The Sunday Mail
Government has started token payments to multilateral institutions and plans to borrow from the G7 Community to clear the outstanding US$1,3 billion to the World Bank, according to Finance and Economic Development Minister Mthuli Ncube.
The country is saddled with a foreign debt of up to US$8 billion, which continues to frustrate efforts to secure new lines of credit for the economy as it heightens country risk.
Minister Ncube revealed this while responding to questions in Parliament on Wednesday.
He also said Government was taking bold steps to reduce its domestic debt.
“We are taking measures to reduce the debt. On the domestic front, between January and April, we have paid off part of the domestic debt.
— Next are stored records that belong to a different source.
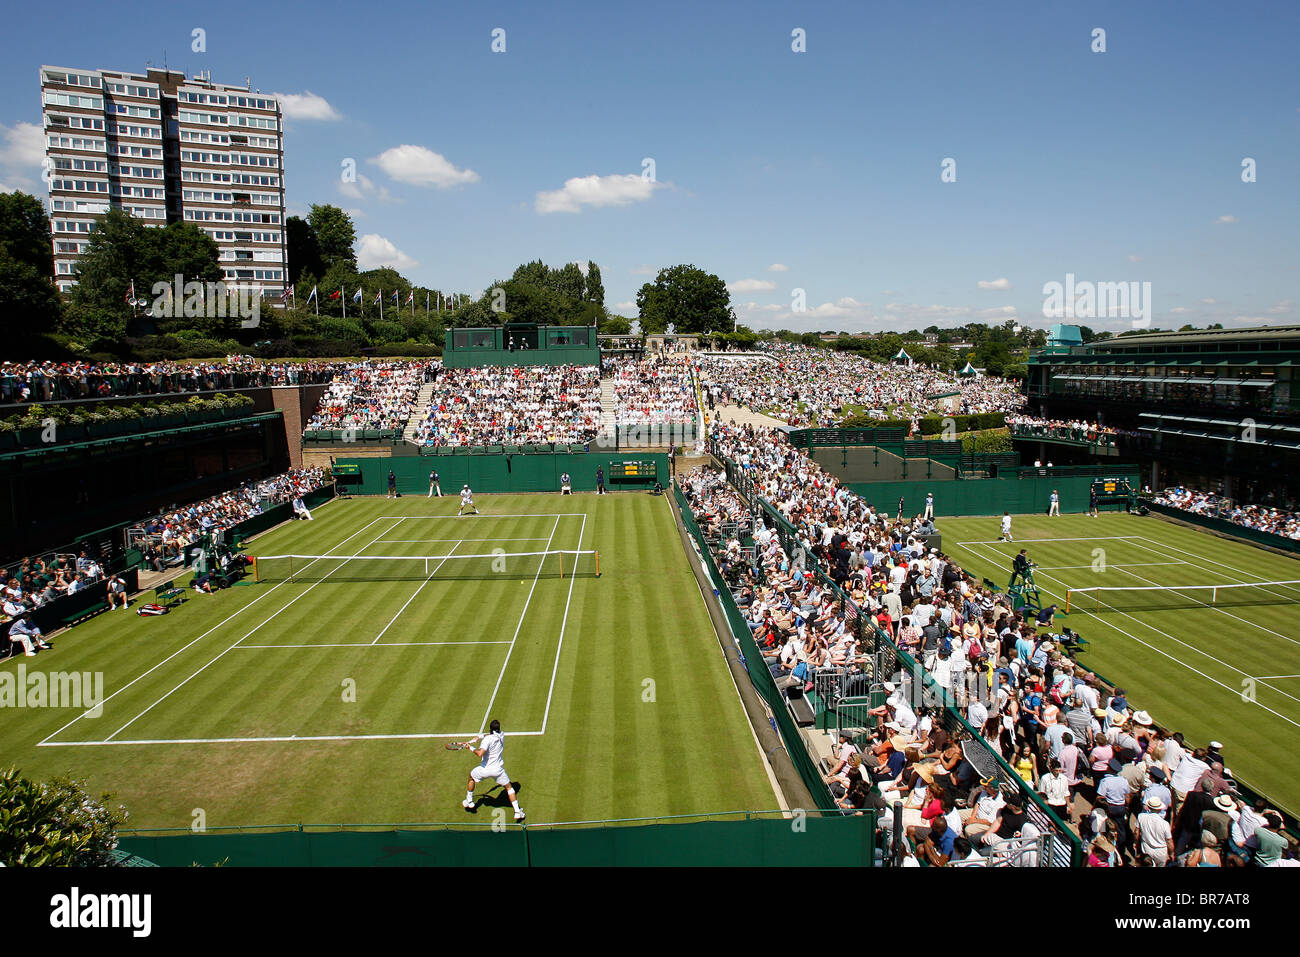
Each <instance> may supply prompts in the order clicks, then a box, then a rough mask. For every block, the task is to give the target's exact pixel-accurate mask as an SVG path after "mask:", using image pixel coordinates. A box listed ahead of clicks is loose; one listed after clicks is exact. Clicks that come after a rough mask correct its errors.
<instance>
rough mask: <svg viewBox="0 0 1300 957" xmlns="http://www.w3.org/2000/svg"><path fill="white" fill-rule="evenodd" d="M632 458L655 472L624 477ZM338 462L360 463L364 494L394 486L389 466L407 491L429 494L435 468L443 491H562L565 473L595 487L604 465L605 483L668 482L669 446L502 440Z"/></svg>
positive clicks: (442, 492)
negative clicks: (493, 441)
mask: <svg viewBox="0 0 1300 957" xmlns="http://www.w3.org/2000/svg"><path fill="white" fill-rule="evenodd" d="M632 462H649V463H653V464H654V469H653V473H646V475H645V476H640V477H637V479H634V480H629V481H623V480H621V479H620V477H619V476H617V475H616V473H615V472H616V467H617V465H621V464H624V463H632ZM335 464H346V465H356V467H357V468H360V482H354V484H351V485H350V486H348V488H350V489H351V490H352V492H354V493H356V494H360V495H383V494H386V493H387V490H389V469H391V471H393V473H394V475H395V476H396V480H398V492H399V493H402V494H404V495H426V494H429V472H434V471H435V472H437V473H438V481H439V482H441V485H442V494H445V495H450V494H455V493H456V492H459V490H460V486H461V485H468V486H469V488H471V489H473V490H474V492H485V493H486V492H559V489H560V476H562V475H563V473H565V472H568V473H569V477H571V479H572V480H573V490H575V492H593V490H594V489H595V469H597V468H603V469H604V488H606V489H607V490H610V492H617V490H620V489H646V488H651V486H653V485H654V484H655V481H659V482H660V484H663V485H664V488H667V485H668V455H667V454H666V452H642V451H628V452H621V454H620V452H612V451H607V452H581V451H578V452H528V454H525V452H506V451H503V450H502V449H500V447H499V446H498V447H495V449H493V447H491V446H487V447H486V449H484V447H476V449H464V450H463V451H458V452H456V454H448V455H420V456H411V458H386V456H385V458H356V459H346V458H339V459H337V460H335Z"/></svg>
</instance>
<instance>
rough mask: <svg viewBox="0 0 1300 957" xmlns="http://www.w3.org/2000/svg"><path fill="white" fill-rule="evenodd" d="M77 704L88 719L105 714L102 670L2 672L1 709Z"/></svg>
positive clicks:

We have spent about RTGS$300 million to pay off the domestic debt and we will continue to reduce it,” he said.
“On the foreign debt, I must say that we have begun to make token payments to the World Bank, European Investment Bank and African Development Bank.”
Prof Ncube said the country was on a roadmap to clear external areas and the process involved coming up with the Transitional Stabilisation Programme (TSP), which had already been approved by external creditors.
“They (external creditors) did that in Bali in October last year. There was a need for us to sign up on a Staff Monitored Programme with the IMF (International Monetary Fund). The Staff Monitored Programme is the only door through which we have to walk in order to deal with our arrears clearance programme.
“The Lima plan that was put in place was not accepted by the creditors as it was in terms of structure and architecture, so we have a new plan now, which involves the Staff Monitored Programme . . . , at that moment, we will then seek a bridge loan from the G7 community for us to breach the gap because we are short of $1,3 billion.
“We will seek a bridge loan so that we can clear the arrears for the World Bank, African Development Bank and the European Investment Bank,” said the Minister.
Once this is done, Prof Ncube said Government would immediately move to the last phase of the arrears clearance programme with the bilateral creditors in the Paris Club.
“I have engaged them extensively and I really mean extensively and again we are clear on that. Once we have done the IFIs (International Financial Institutions) clearance, it will even be easier to deal with the second stage because the main shareholders controlling these IFIs at that stage are the same creditors who sit in the Paris Club and again, we will be able to restructure the debt at that stage. So, we have a plan,” he said.
“We are clear and I think that the first trigger point in terms of actual clearance is January 2020.”
Government is leaving no stone unturned as it moves to stabilise the economy although some of the measures have been misinterpreted by some sections of the business community.
Some sections of the business community have responded by increasing prices of commodities upon introduction of some fiscal or monetary policy measures, much to the disadvantage of the general population.
However, Minister Ncube is on record that these austerity measures will not last long and by next year a number of them will be relaxed as the country starts to enter the phase of prosperity.